The 3 WORST Fruits For Fat Loss?
By Kevin DiDonato MS, CSCS, CES
Fruit is a great way to promote better health.
It is loaded with vitamins, minerals, fiber, and antioxidants, all of which help promote better health and wellness.
And, since fruit is low in calories and fat, it is a perfect addition (in combination with a lean protein) for boosting overall fat loss and weight loss.
Well, except for these three kinds of fruit…
Fruit and FAT Gain
Now, normally you would think of fruit as a PERFECT food for losing more fat.
Think about it….
It has fiber. Shown to curb appetite and normalize blood sugar.
It is low in calories. Perfect for those counting how many calories they are taking in.
And, it is full of vitamins, minerals, and antioxidants. This is perfect for lowering inflammation and allowing your fat to work FOR you rather than against you!
But, there are three types of fruit that may PROMOTE fat gain…
1. Fruit Juice
Normally, if you eat an apple, orange, grapes, or pears you are getting a piece of fruit that is low in calories, fat, and sugar.
And, the fruit is filled with fiber and other nutrients that are needed for increasing your fat loss.

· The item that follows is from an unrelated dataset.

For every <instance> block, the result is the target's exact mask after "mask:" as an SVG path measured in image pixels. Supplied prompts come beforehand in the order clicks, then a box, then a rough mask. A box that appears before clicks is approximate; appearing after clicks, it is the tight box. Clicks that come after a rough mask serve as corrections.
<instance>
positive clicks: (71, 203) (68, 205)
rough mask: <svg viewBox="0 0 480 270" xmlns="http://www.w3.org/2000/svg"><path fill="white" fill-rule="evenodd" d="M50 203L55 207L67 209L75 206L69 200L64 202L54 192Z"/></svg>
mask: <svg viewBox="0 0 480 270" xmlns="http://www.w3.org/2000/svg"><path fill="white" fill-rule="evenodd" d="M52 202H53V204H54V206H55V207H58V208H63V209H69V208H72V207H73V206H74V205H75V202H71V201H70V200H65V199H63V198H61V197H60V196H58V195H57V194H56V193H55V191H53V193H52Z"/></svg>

However, when you turn your favorite fruit into a processed juice – like orange juice for example – then you now have transformed this fat-busting fruit into a fat-promoting fruit juice drink.
Fruit juice may have double – if not triple – the amount of calories in one small glass, than in the whole fruit alternative.
Plus, the fiber is stripped from the juice, leaving it a sugary, no good mess when it comes to fat loss.
Stick with natural juicing if you want a fresh glass of orange or apple juice in order to limit the amount of added sugar – which only promotes fat gain and NOT fat loss.
2. Dried Fruit
One great benefit of fruit is that it contains very high amounts of water – making it perfect for hydrating your body and leaving you feeling fuller for longer periods of time.
But what happens when you dry out your fruit? You lose a good majority of the water content, therefore leaving something that is higher in both sugar and calories.
So for those of you who pour dried fruit on your salads or in your shakes, keep in mind the amount of calories you are adding to your meal.
It may be the difference between losing, or GAINING, a pound or more of FAT.
3. In Muffins, Breads, and other Baked Goods
You may have had a muffin…
Or some banana bread…
But rest assured. These are NOT healthy for you!
Yes, they may have some sort of fruit in them, but they are still loaded with sugar, fat, and processed flour – all of which contribute to the bulge.
Just because it has some sort of fruit in it, does not make it a healthy food option!
If you want a muffin or some kind of bread, prepare the fruit-filled product at home using applesauce in place of the oil, an all-natural sweetener like Stevia, and whole-wheat flour in order to control calories and possibly boost your weight loss.
Skip These Three Fruit Sources
Although fruit is vital to any fat-loss program, the type of fruit you consume matters.
Whole fruit sources are low in calories and fat, and contain vitamins, minerals, and fiber, which are all necessary nutrients for boosting your fat loss.
Staying away from fruit juices, monitoring the amount of dried fruit you consume, and staying away from fruit-filled pastries and breads may make the different between a flat or flabby stomach.
In order to boost your fat loss, consider opting for the whole-fruit version – your butt, thighs, and abs will thank you later.